Seasonal Ingredient of the Week: Cranberries
Mostly associated with Christmas dinner and chutneys and sauces, cranberries follow us through the festive season to January, bringing a welcomed pop of colour and a tart, fresh taste against a background of otherwise hearty food in the colder months. Whilst at first a little daunting due to their tart taste if eaten raw, cranberries make the perfect addition to both sweet and savoury once stewed.
Cranberries grow wild across Northern Europe, coming into season from October until January. Rich in vitamins C and D, as well as potassium and iron, they are well deserving of their superfood title, believed to be a natural remedy for a host of health conditions. For the best, choose firm, plump and shiny berries.
- Tart in flavour, cranberries benefit from a little added sweetness, whether it be honey, maple or sweeter fruits such as apple or dates. Simply add to a pot with a little water, add your choice of sweetener and stew for 5-10 minutes over a medium heat until the cranberries are broken down into a compote. Store in the fridge for up to 5 days, or freeze.
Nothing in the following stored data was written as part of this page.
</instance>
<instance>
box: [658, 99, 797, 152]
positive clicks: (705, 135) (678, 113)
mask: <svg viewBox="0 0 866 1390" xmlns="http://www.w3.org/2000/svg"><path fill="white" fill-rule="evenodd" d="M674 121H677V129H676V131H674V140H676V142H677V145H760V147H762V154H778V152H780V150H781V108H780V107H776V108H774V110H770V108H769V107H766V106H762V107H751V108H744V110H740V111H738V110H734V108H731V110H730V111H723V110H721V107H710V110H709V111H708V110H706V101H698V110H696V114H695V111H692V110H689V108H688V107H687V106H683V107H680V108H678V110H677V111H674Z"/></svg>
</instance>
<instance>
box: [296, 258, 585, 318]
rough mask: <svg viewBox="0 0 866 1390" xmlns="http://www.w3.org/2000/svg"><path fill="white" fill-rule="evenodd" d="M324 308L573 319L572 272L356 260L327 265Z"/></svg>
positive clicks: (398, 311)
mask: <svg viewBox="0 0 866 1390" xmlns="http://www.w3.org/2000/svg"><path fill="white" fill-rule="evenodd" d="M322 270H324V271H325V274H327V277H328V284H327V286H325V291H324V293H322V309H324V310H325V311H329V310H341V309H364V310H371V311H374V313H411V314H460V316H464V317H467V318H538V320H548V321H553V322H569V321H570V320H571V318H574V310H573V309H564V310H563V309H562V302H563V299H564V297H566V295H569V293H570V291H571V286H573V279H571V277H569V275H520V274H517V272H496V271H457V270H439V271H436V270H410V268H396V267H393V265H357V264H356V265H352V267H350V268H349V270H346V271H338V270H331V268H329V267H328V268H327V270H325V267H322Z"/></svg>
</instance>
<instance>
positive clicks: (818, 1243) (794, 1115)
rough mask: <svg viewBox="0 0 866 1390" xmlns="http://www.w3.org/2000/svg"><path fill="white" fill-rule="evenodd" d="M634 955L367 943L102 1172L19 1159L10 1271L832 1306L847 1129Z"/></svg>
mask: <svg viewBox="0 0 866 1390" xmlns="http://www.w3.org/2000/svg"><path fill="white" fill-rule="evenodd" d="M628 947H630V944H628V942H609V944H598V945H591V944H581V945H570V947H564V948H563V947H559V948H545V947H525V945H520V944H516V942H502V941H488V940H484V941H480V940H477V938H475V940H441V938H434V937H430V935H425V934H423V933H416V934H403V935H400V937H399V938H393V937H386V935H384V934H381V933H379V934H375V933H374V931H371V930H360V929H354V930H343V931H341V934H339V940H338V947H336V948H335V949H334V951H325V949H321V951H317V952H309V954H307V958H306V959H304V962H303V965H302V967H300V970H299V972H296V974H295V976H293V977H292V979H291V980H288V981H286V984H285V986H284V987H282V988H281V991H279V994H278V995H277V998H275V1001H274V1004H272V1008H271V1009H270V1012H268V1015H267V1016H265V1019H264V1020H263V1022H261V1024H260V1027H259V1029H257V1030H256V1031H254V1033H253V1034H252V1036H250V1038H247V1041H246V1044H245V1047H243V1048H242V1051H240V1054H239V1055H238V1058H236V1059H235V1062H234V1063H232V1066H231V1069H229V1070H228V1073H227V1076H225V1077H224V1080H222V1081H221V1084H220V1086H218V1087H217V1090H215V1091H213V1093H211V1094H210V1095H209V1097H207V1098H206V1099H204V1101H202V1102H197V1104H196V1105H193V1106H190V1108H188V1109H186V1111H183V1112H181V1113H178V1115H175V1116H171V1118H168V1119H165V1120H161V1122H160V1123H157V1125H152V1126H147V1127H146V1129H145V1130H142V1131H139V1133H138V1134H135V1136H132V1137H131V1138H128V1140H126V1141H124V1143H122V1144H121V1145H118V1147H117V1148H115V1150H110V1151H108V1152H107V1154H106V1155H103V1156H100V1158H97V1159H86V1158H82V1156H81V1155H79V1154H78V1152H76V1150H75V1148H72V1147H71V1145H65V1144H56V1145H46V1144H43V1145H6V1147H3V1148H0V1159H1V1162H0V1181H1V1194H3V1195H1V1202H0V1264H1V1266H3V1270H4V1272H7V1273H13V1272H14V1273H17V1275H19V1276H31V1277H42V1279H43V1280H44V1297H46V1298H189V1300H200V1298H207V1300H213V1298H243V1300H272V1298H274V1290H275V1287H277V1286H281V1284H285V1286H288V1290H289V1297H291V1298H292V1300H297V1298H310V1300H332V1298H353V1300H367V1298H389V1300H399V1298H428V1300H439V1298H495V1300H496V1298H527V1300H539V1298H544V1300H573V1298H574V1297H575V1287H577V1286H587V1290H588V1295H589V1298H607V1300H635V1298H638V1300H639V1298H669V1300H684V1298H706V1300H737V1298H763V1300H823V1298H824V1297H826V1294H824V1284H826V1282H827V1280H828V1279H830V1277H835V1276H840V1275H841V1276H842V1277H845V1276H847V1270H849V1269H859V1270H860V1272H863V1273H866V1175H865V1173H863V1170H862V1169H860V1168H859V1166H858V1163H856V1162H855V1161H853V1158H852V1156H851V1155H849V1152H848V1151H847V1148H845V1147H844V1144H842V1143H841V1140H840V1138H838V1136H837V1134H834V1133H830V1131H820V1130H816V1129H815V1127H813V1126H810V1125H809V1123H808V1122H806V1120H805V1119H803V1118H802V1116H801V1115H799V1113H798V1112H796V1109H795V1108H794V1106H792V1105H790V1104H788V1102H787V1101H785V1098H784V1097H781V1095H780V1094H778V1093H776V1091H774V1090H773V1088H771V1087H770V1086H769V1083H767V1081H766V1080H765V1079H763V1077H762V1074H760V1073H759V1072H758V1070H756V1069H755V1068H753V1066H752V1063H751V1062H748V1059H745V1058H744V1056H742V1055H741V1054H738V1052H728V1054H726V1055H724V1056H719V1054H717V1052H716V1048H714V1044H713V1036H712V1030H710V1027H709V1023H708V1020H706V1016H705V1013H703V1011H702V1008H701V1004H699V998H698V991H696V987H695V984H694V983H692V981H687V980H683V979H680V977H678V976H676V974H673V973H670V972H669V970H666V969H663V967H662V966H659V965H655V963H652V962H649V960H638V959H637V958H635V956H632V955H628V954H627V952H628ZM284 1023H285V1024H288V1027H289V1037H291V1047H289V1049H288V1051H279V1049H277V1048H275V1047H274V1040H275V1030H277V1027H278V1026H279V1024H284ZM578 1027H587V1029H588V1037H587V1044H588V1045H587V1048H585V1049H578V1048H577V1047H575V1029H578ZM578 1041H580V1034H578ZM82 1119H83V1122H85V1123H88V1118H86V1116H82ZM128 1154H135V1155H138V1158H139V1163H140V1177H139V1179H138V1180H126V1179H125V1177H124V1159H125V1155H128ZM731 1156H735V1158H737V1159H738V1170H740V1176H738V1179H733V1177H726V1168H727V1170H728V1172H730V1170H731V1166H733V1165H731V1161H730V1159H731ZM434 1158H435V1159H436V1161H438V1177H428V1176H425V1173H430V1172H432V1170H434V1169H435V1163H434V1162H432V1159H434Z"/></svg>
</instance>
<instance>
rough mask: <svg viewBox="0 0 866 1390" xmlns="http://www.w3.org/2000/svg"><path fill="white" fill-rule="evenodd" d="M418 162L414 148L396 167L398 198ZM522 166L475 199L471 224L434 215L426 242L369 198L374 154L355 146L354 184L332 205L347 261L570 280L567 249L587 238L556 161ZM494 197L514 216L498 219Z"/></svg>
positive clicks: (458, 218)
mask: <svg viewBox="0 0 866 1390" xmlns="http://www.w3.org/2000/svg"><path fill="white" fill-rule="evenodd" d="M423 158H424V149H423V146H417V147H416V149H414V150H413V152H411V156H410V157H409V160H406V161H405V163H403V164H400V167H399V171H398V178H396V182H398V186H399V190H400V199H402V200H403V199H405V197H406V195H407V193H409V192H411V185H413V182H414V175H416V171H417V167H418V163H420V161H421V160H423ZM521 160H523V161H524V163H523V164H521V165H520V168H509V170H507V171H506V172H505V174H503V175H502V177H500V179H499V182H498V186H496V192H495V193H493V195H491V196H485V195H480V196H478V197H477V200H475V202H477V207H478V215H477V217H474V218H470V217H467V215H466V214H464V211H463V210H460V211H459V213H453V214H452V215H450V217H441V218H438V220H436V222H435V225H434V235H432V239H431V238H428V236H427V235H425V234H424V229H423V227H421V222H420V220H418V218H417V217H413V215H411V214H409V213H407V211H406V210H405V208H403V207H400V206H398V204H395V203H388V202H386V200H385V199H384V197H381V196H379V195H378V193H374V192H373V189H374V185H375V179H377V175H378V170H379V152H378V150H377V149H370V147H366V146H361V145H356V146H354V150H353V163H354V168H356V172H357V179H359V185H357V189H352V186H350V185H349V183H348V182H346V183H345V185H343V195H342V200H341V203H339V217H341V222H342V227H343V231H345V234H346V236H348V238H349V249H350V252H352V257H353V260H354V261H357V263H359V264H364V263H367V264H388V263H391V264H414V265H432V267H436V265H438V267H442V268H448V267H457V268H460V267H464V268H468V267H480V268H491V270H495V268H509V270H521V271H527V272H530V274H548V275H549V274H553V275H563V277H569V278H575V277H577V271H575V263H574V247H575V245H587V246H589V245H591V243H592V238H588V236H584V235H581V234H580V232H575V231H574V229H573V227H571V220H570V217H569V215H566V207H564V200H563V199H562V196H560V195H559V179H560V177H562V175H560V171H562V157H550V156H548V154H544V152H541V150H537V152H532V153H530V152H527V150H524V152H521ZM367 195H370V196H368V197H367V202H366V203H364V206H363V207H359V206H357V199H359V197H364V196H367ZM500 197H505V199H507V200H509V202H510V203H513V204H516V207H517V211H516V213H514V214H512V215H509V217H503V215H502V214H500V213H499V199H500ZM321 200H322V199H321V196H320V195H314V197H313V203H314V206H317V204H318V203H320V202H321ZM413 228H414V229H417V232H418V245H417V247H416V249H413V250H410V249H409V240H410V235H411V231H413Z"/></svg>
- How to use your compote? There’s endless options! Use it to top your porridge, stir it through your porridge whilst it’s cooking for a tinted pink breakfast, serve with coconut yoghurt, serve with pancakes or waffles, mix it into cake batter, add it to a raw cheesecakes to create a cranberry layer or simply spread it on rice cakes for a snack.
- And don’t be limited to sweet. Serve your compote with lamb or turkey for a homemade cranberry sauce.
- They're great to use fresh too. Add the cranberries to a muffin mix and they’ll cook and break down in the oven for a pop of flavour, complimented by the sweetness of the muffin.